GLP-Quality Assurance Personal

JOB DESCRIPTION

Job Title: GLP-Quality Assurance Personal

Job Location: Syngene International Limited, Bengaluru

 About Syngene :  Syngene (www.syngeneintl.com) is an innovation-led contract research, development and manufacturing organization offering integrated scientific  services from early discovery to commercial supply.

 At Syngene, safety is at the heart of everything we do personally and professionally. Syngene has placed safety at par with business performance with shared responsibility and accountability, including following safety guidelines, procedures and SOPs, in letter and spirit.

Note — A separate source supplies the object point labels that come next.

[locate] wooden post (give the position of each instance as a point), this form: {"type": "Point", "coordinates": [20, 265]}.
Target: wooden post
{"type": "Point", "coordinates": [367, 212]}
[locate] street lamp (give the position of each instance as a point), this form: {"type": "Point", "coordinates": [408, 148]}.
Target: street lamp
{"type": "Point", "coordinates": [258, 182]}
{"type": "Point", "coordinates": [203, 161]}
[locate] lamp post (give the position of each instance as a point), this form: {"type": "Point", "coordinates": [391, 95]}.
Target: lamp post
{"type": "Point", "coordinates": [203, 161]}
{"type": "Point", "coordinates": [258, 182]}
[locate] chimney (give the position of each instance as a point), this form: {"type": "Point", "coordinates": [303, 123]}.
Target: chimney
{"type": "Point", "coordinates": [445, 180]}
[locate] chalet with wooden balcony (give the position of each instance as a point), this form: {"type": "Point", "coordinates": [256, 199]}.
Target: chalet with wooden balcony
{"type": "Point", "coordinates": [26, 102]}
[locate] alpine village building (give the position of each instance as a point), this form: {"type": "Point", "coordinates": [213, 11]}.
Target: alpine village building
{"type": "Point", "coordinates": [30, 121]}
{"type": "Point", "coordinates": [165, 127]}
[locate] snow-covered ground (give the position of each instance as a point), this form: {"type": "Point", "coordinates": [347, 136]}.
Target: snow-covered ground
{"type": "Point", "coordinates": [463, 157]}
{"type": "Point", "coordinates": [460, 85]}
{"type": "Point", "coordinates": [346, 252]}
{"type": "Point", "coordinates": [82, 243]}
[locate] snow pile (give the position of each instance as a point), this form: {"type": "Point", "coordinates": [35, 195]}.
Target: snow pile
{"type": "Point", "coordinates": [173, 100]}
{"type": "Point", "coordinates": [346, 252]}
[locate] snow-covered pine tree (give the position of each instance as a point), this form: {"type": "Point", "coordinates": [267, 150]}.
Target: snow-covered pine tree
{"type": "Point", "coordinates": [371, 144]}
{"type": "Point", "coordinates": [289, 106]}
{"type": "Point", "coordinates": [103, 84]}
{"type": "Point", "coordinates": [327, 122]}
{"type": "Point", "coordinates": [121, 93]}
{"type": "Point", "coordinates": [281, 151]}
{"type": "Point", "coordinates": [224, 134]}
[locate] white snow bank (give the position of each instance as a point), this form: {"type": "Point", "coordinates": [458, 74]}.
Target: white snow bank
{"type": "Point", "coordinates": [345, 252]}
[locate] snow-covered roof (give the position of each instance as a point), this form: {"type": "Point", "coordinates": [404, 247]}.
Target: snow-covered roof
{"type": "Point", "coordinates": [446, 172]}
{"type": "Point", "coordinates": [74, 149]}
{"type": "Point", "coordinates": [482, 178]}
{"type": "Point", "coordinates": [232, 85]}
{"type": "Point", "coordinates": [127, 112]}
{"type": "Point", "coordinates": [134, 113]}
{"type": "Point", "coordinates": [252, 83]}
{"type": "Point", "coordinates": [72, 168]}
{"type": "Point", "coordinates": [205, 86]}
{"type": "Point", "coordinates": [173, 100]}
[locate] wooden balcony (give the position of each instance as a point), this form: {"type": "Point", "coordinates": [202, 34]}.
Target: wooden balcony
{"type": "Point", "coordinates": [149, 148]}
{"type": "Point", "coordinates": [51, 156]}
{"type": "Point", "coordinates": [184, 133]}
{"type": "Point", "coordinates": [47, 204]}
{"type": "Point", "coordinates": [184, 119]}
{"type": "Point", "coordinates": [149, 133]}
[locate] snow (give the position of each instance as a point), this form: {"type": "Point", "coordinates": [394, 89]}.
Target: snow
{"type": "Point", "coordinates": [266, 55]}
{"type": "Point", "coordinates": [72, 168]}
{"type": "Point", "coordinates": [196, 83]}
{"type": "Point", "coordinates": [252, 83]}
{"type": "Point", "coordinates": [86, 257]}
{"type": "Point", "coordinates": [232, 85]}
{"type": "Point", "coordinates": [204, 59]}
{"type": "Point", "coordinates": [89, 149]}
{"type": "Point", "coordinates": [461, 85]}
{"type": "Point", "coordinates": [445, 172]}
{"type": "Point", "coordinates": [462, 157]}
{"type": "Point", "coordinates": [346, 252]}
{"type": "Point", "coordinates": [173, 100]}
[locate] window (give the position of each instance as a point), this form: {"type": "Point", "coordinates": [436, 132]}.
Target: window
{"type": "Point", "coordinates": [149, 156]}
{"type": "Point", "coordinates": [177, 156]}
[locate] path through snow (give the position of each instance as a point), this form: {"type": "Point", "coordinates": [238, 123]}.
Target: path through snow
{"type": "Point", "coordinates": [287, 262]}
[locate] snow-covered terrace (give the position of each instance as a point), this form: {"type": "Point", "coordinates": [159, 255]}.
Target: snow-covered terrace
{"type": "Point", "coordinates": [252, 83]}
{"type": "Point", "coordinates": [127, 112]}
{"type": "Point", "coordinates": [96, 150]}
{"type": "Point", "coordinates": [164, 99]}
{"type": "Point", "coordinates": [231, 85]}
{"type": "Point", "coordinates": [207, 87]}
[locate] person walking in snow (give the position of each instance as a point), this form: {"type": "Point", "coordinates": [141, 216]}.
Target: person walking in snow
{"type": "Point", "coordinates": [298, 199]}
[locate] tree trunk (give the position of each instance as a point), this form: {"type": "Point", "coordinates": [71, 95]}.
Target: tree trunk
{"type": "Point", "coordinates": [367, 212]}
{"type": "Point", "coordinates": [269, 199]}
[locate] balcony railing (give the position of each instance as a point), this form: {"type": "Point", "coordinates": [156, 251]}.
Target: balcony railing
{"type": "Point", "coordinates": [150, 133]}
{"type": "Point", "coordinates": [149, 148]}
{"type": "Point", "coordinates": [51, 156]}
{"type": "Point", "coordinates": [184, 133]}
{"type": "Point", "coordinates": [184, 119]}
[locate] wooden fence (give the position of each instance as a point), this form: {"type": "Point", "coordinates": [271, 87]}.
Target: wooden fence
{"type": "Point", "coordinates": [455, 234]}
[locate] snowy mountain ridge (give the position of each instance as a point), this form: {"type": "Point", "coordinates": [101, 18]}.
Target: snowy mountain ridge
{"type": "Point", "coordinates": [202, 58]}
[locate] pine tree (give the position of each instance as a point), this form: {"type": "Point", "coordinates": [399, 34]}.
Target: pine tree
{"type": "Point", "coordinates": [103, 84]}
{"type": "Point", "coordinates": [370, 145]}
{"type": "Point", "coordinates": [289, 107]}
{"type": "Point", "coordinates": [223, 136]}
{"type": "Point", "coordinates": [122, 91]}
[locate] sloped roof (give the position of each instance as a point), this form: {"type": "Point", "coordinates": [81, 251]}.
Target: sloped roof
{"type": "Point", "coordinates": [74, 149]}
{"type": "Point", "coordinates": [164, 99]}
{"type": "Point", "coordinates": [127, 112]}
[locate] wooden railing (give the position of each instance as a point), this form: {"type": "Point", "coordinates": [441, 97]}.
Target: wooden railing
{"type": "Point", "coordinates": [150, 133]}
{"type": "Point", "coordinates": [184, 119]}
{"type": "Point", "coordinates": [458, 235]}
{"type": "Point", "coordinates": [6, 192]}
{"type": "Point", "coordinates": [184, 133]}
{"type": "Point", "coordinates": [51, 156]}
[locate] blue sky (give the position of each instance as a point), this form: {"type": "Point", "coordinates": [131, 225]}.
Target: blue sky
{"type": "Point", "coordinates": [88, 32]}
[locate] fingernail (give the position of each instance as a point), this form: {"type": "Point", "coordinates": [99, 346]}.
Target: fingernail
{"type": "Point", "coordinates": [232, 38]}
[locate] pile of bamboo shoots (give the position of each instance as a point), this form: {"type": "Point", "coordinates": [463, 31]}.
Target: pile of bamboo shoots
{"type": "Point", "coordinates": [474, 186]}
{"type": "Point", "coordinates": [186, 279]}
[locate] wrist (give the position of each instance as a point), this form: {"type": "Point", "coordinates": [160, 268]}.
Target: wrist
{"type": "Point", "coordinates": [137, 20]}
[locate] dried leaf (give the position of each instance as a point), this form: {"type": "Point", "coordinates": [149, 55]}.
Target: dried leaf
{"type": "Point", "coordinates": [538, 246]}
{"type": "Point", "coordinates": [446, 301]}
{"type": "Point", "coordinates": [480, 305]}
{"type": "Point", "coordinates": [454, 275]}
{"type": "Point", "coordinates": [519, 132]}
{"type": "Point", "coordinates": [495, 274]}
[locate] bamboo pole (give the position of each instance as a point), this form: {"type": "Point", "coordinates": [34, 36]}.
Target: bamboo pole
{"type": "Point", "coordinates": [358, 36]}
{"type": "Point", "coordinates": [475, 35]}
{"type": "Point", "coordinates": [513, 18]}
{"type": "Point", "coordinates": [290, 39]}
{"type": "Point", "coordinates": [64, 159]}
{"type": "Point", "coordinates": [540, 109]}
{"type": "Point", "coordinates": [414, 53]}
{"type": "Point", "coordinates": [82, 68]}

 Mandatory expectation for all roles as per Syngene safety guidelines

 Overall adherence to safe practices and procedures of oneself and the teams aligned

• Contributing to development of procedures, practices and systems that ensures safe operations and compliance to company's integrity & quality standards
• Driving a corporate culture that promotes environment, health, and safety (EHS) mindset and operational discipline at the workplace at all times.
• Ensuring safety of self, teams and lab/plant by adhering to safety protocols and following environment, health, and safety (EHS) requirements at all times in the workplace.
• Ensure all assigned mandatory trainings related to data integrity, health, and safety measures are completed on time by all members of the team including self
• Compliance to Syngene' s quality standards at all times
• Hold self and their teams accountable for the achievement of safety goals
• Govern and Review safety metrics from time to time

Core Purpose of the Role:

This is an exciting opportunity to play a role in the GLP Quality Assurance Unit at Syngene. The role offers valuable exposure to aligning laboratory practices with GLP guidelines, which is crucial for ensuring the integrity and reliability of non-clinical safety and clinical studies. Additionally, it provides a chance to work in a regulatory environment, ensuring that Syngene adheres to national and international standards set by organizations such as OECD, FDA, ICH, and ISO.

 Role Accountabilities

To Ensure compliance to Organization for Economic Co-Operation and Development (OECD) principles of Good Laboratory Practices (GLP), and ICH, WHO-GCLP. Handling of inspections and audits. Handling of QMS-Change controls, deviations, and CAPA Review of SOPs and study plans. Performing/scheduling study, facility, and process-based inspections for analytical and bioanalytical domains. Perform audit of study raw data & study report. Preparation and /or review of SOPs and other documents related to QAU. Review of general documents/SOPs, Study Plans, and Study Reports. Review of computerized system documents concerning OECD 17,21 CFR Part 11.

Syngene Values

 All employees will consistently demonstrate alignment with our core values. 

•  Excellence
•  Integrity
•  Professionalism

 Specific requirements for this role 

1. Experience
2. Demonstrated Capability
3. Education

 Experience: 06-09 Years

• Knowledge of GLP principles as per OECD, and familiarity with ICH, FDA, and EPA guidelines in a GLP  environment.
• Handling of QMS activities, including change controls, deviations, and CAPA.
• Proficient in reviewing SOPs and study plans for regulatory compliance.
• Good Understanding of data integrity policies and standards.
• Skilled in conducting inspections of studies, facilities, and processes in analytical and bioanalytical domains.
• Ability to audit raw and electronic study data and reports for accuracy and compliance.
• Experienced in preparing and reviewing QAU documentation and SOPs.
• Competent in reviewing equipment and computerized system qualifications per OECD Principles 17 and 21 CFR Part 11.
• Prepare the data for quality meetings.

Skills and Capabilities

• Expertise in handling multiple software applications and tools
• Capable of thinking scientifically to address complex problems and develop solutions
• Work as a team and have a collaborative mindset
• Good communication skills

 Education

Master's degree in Pharmacology, or any Chemistry, with a strong foundation and comprehensive expertise

Equal Opportunity Employer

It is the policy of Syngene to provide equal employment opportunity (EEO) to all persons regardless of age, color, national origin, citizenship status, physical or mental disability, race, religion, creed, gender, sex, sexual orientation, gender identity and/or expression, genetic information, marital status, status about public assistance, veteran status, or any other characteristic protected by applicable legislation or local law. In addition, Syngene will provide reasonable accommodations for qualified individuals with disabilities.